Religion
- Affiliation: Buddhism
- Rite: Sōtō Zen, Sawaki Lineage
- Ecclesiastical or organizational status: Monastery
- Status: Active

Location
- Location: Country Road 9, Kingston, Arkansas, 72742
- Country: United States
- Interactive map of Gyobutsuji Zen Monastery
- Coordinates: 35°59′15″N 93°27′10″W﻿ / ﻿35.9875°N 93.4528°W

Architecture
- Founder: Shoryu Bradley
- Completed: 2011

Website
- gyobutsuji.org

= Gyobutsuji Zen Monastery =

Sōtō Zen Buddhist monastery near Kingston, Arkansas

Gyobutsuji Zen Monastery (行仏寺, gyōbutsu-ji) is a small Sōtō Zen Buddhist monastery near Kingston in Madison County, Arkansas in the United States. It is located in the Boston Mountains of the Ozarks. The temple focuses primarily on the practice of zazen in the tradition of Kosho Uchiyama and Shohaku Okumura, the latter being the teacher of the founder, Shōryū Bradley. Study of the writings of Eihei Dōgen and the teachings of Shakyamuni Buddha are also emphasized. The monastery holds a five-day sesshin every month except in February and August. Sesshins are Uchiyama-style consisting of 14 periods of zazen (50 minutes) and kinhin (10 minutes) without liturgy, dokusan or ōryōki.

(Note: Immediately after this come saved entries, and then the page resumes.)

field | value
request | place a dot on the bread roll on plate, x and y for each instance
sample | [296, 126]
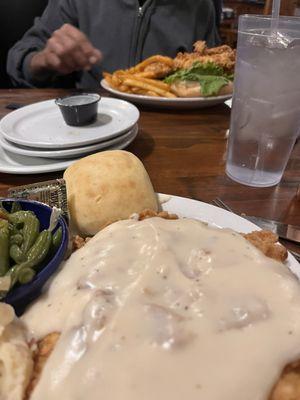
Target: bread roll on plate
[106, 187]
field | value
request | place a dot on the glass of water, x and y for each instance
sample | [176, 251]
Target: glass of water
[265, 117]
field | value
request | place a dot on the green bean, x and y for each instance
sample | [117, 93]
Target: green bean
[35, 256]
[31, 227]
[39, 250]
[26, 275]
[3, 210]
[16, 206]
[56, 239]
[16, 238]
[4, 247]
[16, 254]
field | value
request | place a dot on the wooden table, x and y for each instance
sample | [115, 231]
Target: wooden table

The name Gyōbutsu-ji literally means 'Practice Buddha Temple' and is derived from Eihei Dōgen's magnum opus the Shōbōgenzō, specifically the chapter titled Gyōbutsu igi (行仏威儀). While the standard Classical Chinese interpretation of this title is "practice Buddha's dignified actions", Dōgen re-interpreted it as "dignified actions of the Practice Buddha" in line with his assertion that practice and enlightenment are the same. The chapter explains:

All buddhas without exception fully practice dignified conduct: this [practice] is Practice Buddha. ... Sharing one corner of the Buddha's dignified conduct is done together with the entire universe, the great earth, and with the entire coming-and-going of life-and-death. ... This is nothing other than the dignified conduct of the oneness of Practice and Buddha.